А ты его, случаем, не видел?– Случаем, видел, – кивнул Толик. – Не хочет он больше вашими «тачками» заниматься… «Грязной тачкой руки пачкай… ха-ха! Это дело перекурим как-нибудь…»
Толик спел известный куплетик, глядя на Швейка. Думал, что тот, как Силыч, попрет напролом и закричит:
«Врешь!» Но Швейк не закричал, а лишь с сомнением заглянул Толику в лицо. И отодвинулся, будто оберегаясь. Он, кажется, и правда понял, что Толик не врет. Но все-таки спросил:
– Правда? Так и сказал?
– Клянусь говорить правду, правду, одну только правду, – выпалил Толик. И добавил, ухмыльнувшись: – Но не всю…
– А не вся – вся? – спросил Швейк. – Или еще что держишь?
– А что мне держать-то… Подумаешь, какая военная тайна, что не хочет он трудиться, а хочет, наоборот, жениться…
– Это Костик-то?
– Именно. Именно, – подтвердил Толик. – Единственная, говорит, неповторимая, вечная, – и посмотрел на Швейка. Тот молчал, проглотив пилюлю. – Так что ваш зачинатель нового движения… В сторону от завода… Движения-то… Движется… Скоро прибудет…
Не хотел Толик злословить, не затем он пришел в цех. Но так зудило его отыграться за позорище, что устроили ему тут на собрании… Не сдержался. И Швейк это понял. Но ему сегодня будто отказал его природный юмор и находчивость.
– А ты его увидишь? – спросил вяло.
– Возможно, – отвечал Толик, ему даже стало жалко Швейка.
– Передать можешь?
– От тебя?
– Можешь и от меня.
– Попробую…
– Так вот, передай… – Швейк посмотрел себе под ноги, будто там мог найти какие-то слова. – Передай так… – и вскинул глаза. – Лучше, передай, пачкаться в «тачке», чем с таким дружком, как Василек… Не отмоешься после него… Не забудешь? – И уже посмотрел прямо в лицо. Это был прежний их Швейк, которому палец в рот не клади. Запамятовал Толик, открылся и получил в челюсть. Хотел что-то ответить, но затыркался в словах, а Швейк не спеша уходил, его не интересовало, что может сказать Толик.
Забрал он спирт, и то ладно, что никто до его заначки не добрался. Спрятал в карман, подальше. На выходе из цеха на Ольгу наткнулся, которая неслась как угорелая, ничего не видя, и если бы не воткнулась бы прямо в Толика, то пролетела бы мимо как снаряд и не заметила. Такая вся была из себя реактивная, что даже он не успел отскочить…

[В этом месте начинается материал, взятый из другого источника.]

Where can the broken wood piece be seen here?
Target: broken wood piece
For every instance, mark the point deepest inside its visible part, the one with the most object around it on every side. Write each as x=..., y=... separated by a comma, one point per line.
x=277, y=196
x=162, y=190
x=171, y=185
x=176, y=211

– Ой, – сказала и посмотрела на него. В глазах сверкнул радостный огонек. – Ой! Я почему-то подумала: Костик! Мы его весь день ищем! Ты не видал?
– Был, да весь вышел, – сказал Толик, припомнив зуботычину от Швейка. Теперь он стал осторожней. Он даже попытался уйти, но Ольга стояла на его дороге и не собиралась его отпускать. Да и говорить она хотела не о Костике, а о себе. Она посмотрела по сторонам и спросила негромко:
– Толик, сердишься, да? Но ты зря сердишься, я же ничего не могла сделать… Но хочешь, я поговорю с Букаты?
– Ляльк, отстань. Ничего я от тебя уже не хочу, – отвечал он.
– А про тебя мама спрашивала… И так Ольга это беспомощно сказала, что у Толика не повернулся язык выдать очередную грубость.
– Приходи, – вдруг попросила Ольга, почувствовав какие-то колебания в Толике. Никогда она его не понимала, а сейчас и подавно. – Приходи сегодня, мама оладушек напечет, а? Мы два стакана муки достали!